Step 2: Generate the Schedule
The planner distributes your selected proteins evenly across the week, ensuring no protein appears on two consecutive days. This avoids the dietary monotony that can lead to food sensitivities over months of feeding. The organ day option dedicates one day per week to organ-rich feeding — important for meeting vitamin A, B12, copper, and other micronutrients that muscle meat alone cannot provide.
Step 3: Follow the Schedule Flexibly
The schedule is a guide, not a strict requirement. If your butcher is out of one protein for a week, substitute the nearest available option. The key principle is that the same protein should not dominate every meal for weeks at a time. Use the schedule as a planning tool to maintain variety in your purchasing decisions.
Building a Balanced Rotation
Aim to include: 1–2 poultry proteins (chicken, turkey, duck), 1 red meat (beef, lamb, venison), 1 novel protein if your pet has sensitivities (rabbit, kangaroo), and fish 1–2 times per week. This base rotation covers the main nutritional bases while remaining manageable for weekly shopping.
FAQ
Why should I rotate proteins in a raw diet?
Protein rotation prevents nutritional deficiencies and imbalances that can occur when feeding only one protein source. Different meats provide different amino acid profiles, fatty acid ratios, and trace minerals. Rotating also reduces the risk of developing food sensitivities, which can develop from feeding any single protein too frequently.
How many different proteins should I feed per month?
Most raw feeders aim for at least 3–4 different proteins monthly. Ideally, rotate through 5–7 proteins over a month for maximum nutritional variety. At minimum, rotate weekly: no single protein should make up more than 50% of your pet's diet long-term.
Can I rotate proteins daily or should I do it weekly?
You can rotate as frequently as daily. Some pets do better with one protein per day (especially cats and pets with sensitive digestion), while others tolerate and benefit from variety within the same day. Start with weekly rotation if your pet is new to raw, then increase frequency as their digestion stabilizes.
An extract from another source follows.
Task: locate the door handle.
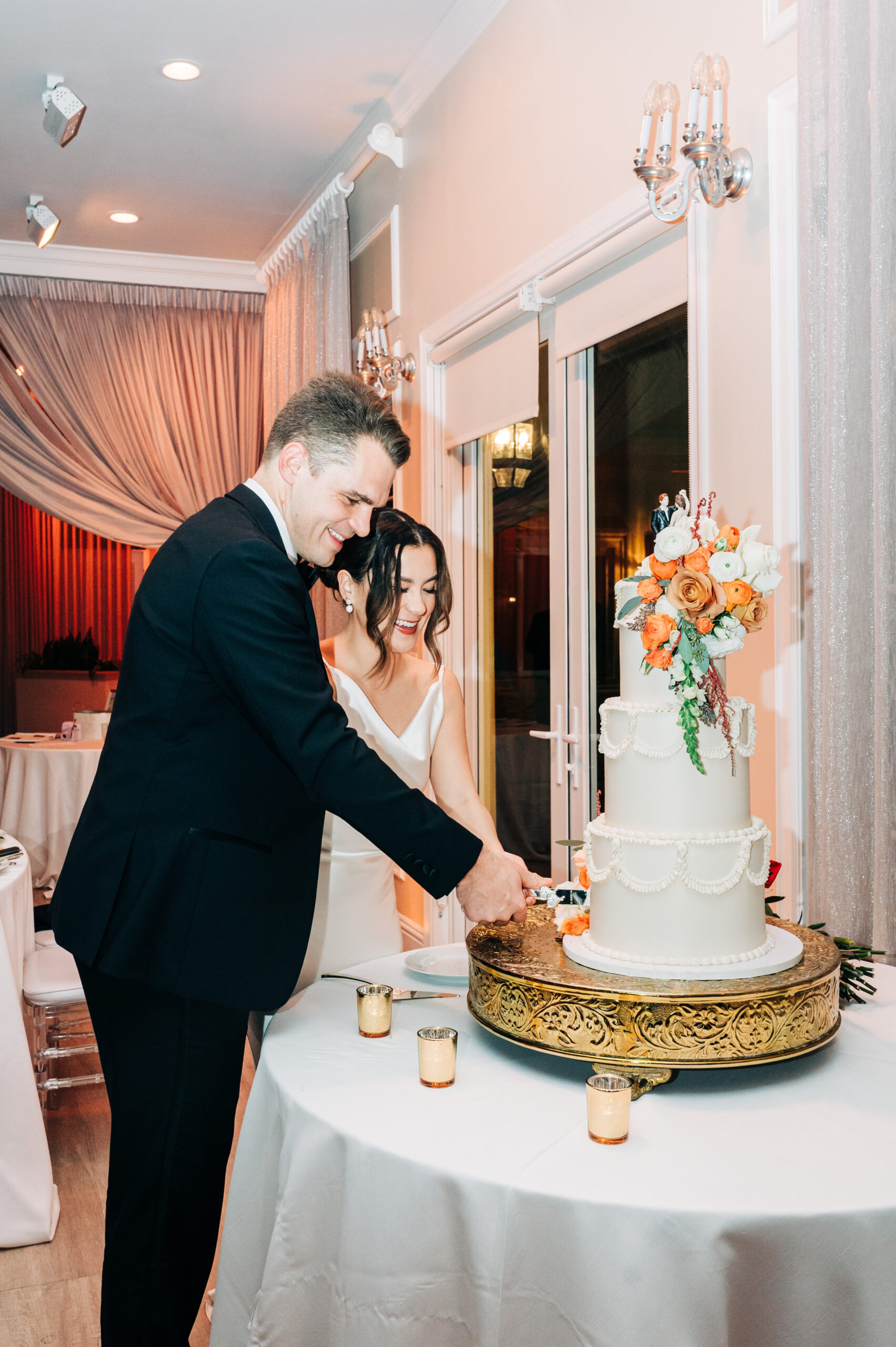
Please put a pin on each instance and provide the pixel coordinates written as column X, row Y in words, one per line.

What proteins are best for raw-fed cats?
Cats as obligate carnivores thrive on poultry (chicken, turkey, duck) and rabbit, which closely match their natural prey. Fish can be included 1–2 times per week for omega-3 fatty acids but should not dominate the diet due to high thiaminase content in some raw fish. Always include heart (muscle meat) for taurine.
Should I feed the same protein for both meals in a day?
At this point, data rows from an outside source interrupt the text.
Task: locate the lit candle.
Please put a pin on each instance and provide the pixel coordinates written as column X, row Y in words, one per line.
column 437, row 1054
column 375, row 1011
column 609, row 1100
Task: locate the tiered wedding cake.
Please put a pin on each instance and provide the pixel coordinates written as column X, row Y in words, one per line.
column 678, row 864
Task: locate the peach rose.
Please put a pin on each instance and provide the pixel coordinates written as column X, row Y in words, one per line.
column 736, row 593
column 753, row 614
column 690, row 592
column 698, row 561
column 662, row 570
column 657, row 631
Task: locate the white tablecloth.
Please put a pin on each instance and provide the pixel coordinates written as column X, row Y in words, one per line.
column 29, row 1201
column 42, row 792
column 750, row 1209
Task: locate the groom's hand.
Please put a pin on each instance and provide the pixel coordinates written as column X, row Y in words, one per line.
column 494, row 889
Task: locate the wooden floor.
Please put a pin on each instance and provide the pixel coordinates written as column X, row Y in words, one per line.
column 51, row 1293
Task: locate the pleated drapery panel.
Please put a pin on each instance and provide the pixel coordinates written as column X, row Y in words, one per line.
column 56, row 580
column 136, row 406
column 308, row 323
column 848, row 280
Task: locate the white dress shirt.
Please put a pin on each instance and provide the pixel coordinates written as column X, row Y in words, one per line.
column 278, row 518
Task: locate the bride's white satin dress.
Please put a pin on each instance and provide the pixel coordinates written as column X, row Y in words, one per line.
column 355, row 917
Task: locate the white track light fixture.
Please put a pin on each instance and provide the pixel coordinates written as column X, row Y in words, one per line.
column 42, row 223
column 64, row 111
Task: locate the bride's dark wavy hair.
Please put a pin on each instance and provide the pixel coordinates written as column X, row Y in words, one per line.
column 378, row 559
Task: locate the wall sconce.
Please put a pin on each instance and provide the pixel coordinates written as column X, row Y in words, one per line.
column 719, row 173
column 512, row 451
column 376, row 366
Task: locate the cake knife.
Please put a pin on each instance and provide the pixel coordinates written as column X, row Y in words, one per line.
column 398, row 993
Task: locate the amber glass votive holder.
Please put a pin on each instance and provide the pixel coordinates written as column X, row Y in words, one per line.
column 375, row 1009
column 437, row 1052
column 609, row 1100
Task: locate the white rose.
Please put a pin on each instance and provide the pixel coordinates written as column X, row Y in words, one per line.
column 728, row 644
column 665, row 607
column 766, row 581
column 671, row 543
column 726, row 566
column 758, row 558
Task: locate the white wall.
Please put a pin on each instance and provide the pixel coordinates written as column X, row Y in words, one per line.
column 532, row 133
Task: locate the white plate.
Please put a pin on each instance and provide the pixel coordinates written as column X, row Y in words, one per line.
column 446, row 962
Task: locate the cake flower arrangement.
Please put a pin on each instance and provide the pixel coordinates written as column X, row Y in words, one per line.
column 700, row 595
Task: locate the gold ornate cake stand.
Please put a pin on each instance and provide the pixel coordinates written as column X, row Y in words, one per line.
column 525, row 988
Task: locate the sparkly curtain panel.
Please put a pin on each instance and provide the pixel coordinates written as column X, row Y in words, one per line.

For daily rotation, yes — feed the same protein all day, then switch the next day. This is easier to manage and less likely to cause digestive issues than mixing multiple proteins in a single day, especially for pets new to raw feeding.
What if I can only afford one or two proteins?
Start with what you can access. Chicken and beef together cover a broad nutritional base. Add organ variety (different liver types, kidney, heart) to compensate for limited meat variety. Even rotating between two proteins is better than feeding a single protein indefinitely.